Uganda hosts Global Forum on Human Resources

Mar 02, 2008

FOR a few days this week, health-care “brains” will pour into Uganda instead of flowing out to other countries. If only it would happen for more than a few days.

By Irene Nabusoba

FOR a few days this week, health-care “brains” will pour into Uganda instead of flowing out to other countries. If only it would happen for more than a few days.

The temporary reversal will come when the Global Forum on Human Resources brings 1,000 government, health, development, civil society and academic leaders to Kampala to explore what can be done about the large-scale migration of health professionals from poor to developed countries.

Entitled Action on Health Workforce: the Time for Action is Now, the conference is organised by the Global Health Workforce Alliance, a partnership of leaders from government, international agencies, non-governmental organisations and research institutions.

“This will be the second biggest meeting to take place in Uganda, after CHOGM,” said Dr Steven Mallinga, the health minister.

“It is critical for world leaders to act now,” says Prof.
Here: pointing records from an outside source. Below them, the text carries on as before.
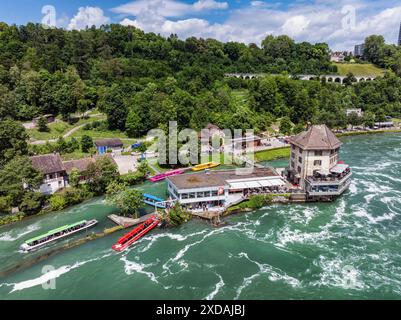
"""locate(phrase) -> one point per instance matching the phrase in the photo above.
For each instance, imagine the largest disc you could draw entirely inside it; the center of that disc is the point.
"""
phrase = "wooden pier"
(128, 222)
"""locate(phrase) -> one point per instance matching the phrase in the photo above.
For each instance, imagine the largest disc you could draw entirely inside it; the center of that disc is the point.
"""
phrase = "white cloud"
(209, 4)
(87, 17)
(320, 21)
(295, 26)
(168, 8)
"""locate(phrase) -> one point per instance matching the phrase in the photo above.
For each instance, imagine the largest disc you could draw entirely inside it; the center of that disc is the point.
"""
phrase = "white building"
(217, 190)
(358, 112)
(315, 165)
(54, 174)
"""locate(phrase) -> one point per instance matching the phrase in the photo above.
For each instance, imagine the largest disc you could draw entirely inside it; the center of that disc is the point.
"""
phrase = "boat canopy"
(150, 197)
(51, 232)
(339, 168)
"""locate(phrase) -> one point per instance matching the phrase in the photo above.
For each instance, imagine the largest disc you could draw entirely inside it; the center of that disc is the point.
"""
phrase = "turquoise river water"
(348, 249)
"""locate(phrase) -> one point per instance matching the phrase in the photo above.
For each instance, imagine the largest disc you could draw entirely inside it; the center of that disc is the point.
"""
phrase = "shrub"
(178, 216)
(68, 197)
(10, 218)
(256, 202)
(57, 202)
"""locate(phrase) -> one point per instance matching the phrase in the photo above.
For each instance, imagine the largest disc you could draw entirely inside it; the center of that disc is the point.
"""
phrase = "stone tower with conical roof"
(315, 165)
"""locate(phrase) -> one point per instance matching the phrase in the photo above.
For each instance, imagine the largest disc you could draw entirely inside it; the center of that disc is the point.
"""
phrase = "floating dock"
(128, 222)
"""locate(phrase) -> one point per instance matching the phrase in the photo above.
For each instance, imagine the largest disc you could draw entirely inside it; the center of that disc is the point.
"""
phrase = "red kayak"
(136, 234)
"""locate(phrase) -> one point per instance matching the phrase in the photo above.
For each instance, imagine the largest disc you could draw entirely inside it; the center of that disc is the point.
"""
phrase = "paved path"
(75, 129)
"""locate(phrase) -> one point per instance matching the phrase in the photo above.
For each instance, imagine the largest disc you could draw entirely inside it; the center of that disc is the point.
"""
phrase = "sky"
(340, 23)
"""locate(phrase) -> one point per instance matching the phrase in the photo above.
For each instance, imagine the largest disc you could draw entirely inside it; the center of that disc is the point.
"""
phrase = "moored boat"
(162, 176)
(204, 166)
(136, 234)
(56, 234)
(154, 201)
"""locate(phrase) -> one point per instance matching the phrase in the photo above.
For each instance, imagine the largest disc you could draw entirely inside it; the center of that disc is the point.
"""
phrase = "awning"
(339, 168)
(265, 183)
(252, 184)
(277, 182)
(238, 185)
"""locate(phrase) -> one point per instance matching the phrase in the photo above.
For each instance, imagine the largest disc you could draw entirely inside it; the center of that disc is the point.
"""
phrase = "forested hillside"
(142, 80)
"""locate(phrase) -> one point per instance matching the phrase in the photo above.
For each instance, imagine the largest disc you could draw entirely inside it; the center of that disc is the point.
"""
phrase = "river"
(348, 249)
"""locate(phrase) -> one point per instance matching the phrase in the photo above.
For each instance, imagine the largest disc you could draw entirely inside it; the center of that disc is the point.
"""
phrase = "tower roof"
(317, 137)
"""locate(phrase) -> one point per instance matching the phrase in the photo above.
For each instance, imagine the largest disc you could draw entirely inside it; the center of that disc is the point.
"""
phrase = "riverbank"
(357, 133)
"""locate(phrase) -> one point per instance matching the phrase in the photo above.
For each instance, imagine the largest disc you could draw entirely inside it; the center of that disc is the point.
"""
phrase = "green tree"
(101, 174)
(74, 178)
(133, 125)
(373, 49)
(285, 126)
(86, 143)
(177, 215)
(298, 128)
(32, 202)
(13, 141)
(129, 201)
(368, 119)
(353, 119)
(42, 125)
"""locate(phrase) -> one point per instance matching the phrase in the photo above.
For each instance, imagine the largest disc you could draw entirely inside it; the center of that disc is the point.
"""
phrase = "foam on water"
(219, 285)
(53, 274)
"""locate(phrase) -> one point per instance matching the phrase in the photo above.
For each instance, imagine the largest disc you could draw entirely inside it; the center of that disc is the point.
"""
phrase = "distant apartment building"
(358, 112)
(359, 50)
(315, 165)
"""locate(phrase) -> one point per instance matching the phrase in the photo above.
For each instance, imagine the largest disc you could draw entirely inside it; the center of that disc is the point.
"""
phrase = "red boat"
(163, 176)
(136, 234)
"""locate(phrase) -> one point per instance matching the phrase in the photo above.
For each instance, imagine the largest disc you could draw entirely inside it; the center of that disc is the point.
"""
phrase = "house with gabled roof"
(54, 174)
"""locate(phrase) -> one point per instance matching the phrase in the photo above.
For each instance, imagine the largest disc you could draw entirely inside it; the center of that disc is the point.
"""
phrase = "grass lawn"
(75, 155)
(359, 69)
(272, 154)
(95, 134)
(58, 129)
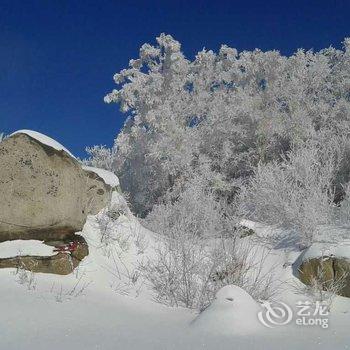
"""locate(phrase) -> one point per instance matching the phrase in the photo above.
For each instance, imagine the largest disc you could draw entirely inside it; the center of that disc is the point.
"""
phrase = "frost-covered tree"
(225, 111)
(2, 136)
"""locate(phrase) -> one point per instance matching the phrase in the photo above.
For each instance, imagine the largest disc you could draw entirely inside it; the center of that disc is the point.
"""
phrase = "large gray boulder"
(328, 265)
(44, 191)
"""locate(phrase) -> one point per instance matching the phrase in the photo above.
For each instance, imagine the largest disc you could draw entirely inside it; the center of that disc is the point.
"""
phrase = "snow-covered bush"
(298, 192)
(200, 251)
(188, 270)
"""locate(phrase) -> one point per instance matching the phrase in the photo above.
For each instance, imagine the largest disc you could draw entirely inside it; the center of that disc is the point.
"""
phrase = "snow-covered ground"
(97, 307)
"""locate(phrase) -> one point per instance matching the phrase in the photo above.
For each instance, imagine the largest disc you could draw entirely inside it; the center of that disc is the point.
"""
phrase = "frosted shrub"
(101, 157)
(296, 193)
(188, 271)
(200, 251)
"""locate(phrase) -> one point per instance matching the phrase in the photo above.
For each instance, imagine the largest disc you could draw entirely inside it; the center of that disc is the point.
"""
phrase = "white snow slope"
(46, 140)
(97, 307)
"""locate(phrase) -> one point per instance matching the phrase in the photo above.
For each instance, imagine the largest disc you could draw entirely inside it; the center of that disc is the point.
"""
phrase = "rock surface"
(326, 269)
(45, 193)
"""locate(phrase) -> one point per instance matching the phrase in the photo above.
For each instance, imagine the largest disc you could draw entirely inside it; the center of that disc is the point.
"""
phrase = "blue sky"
(58, 57)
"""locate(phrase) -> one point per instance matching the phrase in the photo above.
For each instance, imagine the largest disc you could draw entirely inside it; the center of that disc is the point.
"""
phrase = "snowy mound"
(316, 250)
(233, 311)
(108, 177)
(46, 140)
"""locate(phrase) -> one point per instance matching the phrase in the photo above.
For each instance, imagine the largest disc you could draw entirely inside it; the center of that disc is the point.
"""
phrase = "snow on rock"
(233, 311)
(108, 177)
(340, 250)
(46, 140)
(10, 249)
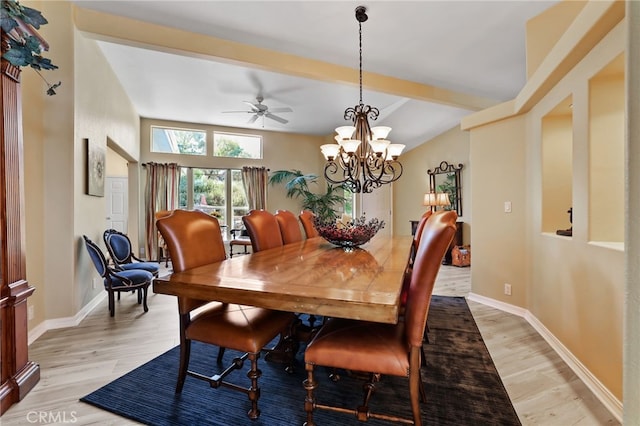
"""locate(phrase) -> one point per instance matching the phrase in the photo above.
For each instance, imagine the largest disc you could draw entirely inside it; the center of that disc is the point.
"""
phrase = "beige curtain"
(161, 193)
(255, 180)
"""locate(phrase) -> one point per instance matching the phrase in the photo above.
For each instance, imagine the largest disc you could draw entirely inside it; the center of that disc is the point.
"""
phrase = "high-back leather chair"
(194, 239)
(414, 248)
(263, 230)
(163, 251)
(391, 349)
(306, 218)
(289, 226)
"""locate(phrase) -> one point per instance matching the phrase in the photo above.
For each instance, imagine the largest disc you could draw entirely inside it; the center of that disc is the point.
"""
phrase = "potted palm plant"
(297, 185)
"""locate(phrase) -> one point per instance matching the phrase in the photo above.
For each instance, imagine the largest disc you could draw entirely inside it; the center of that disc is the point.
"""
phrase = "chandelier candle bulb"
(380, 132)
Francis Omaswa, a Ugandan who is the executive director of the Geneva-based institution, which is administered by the World Health Organisation (WHO).

He said it is appropriate to hold the high-profile event in Africa, which is the centre of the health-workforce shortage.
Africa, which has 25% of the global burden of disease, has only 3% of the world’s health workers, according to the WHO.
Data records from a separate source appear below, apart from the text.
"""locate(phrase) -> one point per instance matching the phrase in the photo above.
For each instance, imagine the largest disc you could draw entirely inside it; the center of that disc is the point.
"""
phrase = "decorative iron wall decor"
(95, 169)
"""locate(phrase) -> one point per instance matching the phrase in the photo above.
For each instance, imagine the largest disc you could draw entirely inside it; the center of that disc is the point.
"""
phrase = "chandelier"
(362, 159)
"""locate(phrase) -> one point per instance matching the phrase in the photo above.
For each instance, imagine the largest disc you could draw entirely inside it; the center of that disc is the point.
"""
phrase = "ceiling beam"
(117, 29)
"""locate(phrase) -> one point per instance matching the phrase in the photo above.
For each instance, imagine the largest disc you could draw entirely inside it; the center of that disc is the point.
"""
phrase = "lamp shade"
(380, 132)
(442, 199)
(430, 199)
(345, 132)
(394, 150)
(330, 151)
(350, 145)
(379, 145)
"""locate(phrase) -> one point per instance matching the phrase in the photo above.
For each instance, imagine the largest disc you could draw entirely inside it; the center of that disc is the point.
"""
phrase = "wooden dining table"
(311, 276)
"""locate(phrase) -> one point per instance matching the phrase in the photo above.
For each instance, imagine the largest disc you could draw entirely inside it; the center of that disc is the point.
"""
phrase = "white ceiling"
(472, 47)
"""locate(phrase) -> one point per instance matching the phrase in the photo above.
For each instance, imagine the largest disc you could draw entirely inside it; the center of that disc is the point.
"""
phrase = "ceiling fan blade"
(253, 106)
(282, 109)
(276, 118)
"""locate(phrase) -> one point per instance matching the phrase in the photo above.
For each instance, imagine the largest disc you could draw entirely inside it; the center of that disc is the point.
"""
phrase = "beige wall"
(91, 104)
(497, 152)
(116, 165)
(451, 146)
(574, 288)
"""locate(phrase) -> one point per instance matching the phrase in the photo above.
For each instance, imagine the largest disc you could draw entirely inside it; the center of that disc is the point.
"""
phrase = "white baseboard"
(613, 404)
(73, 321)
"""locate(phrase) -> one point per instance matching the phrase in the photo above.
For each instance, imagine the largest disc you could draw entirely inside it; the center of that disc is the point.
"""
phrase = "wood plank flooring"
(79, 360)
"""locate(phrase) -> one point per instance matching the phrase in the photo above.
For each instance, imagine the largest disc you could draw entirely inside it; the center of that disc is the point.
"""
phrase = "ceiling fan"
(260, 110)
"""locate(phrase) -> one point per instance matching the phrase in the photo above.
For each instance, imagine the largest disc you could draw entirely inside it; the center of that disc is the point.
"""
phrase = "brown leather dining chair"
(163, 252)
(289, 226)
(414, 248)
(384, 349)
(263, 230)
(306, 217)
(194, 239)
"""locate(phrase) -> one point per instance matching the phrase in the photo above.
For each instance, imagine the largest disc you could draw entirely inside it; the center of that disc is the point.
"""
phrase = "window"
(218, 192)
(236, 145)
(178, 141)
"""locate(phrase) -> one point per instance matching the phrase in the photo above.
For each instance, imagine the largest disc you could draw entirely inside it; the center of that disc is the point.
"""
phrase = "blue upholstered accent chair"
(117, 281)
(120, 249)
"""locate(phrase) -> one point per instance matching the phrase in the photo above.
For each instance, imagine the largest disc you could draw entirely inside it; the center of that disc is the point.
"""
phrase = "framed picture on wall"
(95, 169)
Fifty-seven countries, most of them in Africa and Asia, face severe health workforce shortages that call for a total of 4,250,000 health professionals to fill the gap.

The conference will focus on retention and migration of healthcare professionals, unfavourable and challenging working conditions, inequalities in access to basic health needs, new killer diseases threatening global security, training, sector financing and shorter life expectancies.

Sponsors hope it will provide a platform for sharing and exploring solutions, and galvanise a global response to the human resources crisis in the health sector.

“The objectives include sharing knowledge and experiences on what works and what does not work, building networks to mobilise a movement on health systems and human resources,” says Omaswa.

“Also to be discussed, are issues of leadership, funding and management of health services, education and training which will culminate into global actions.” The results will be assessed every two years.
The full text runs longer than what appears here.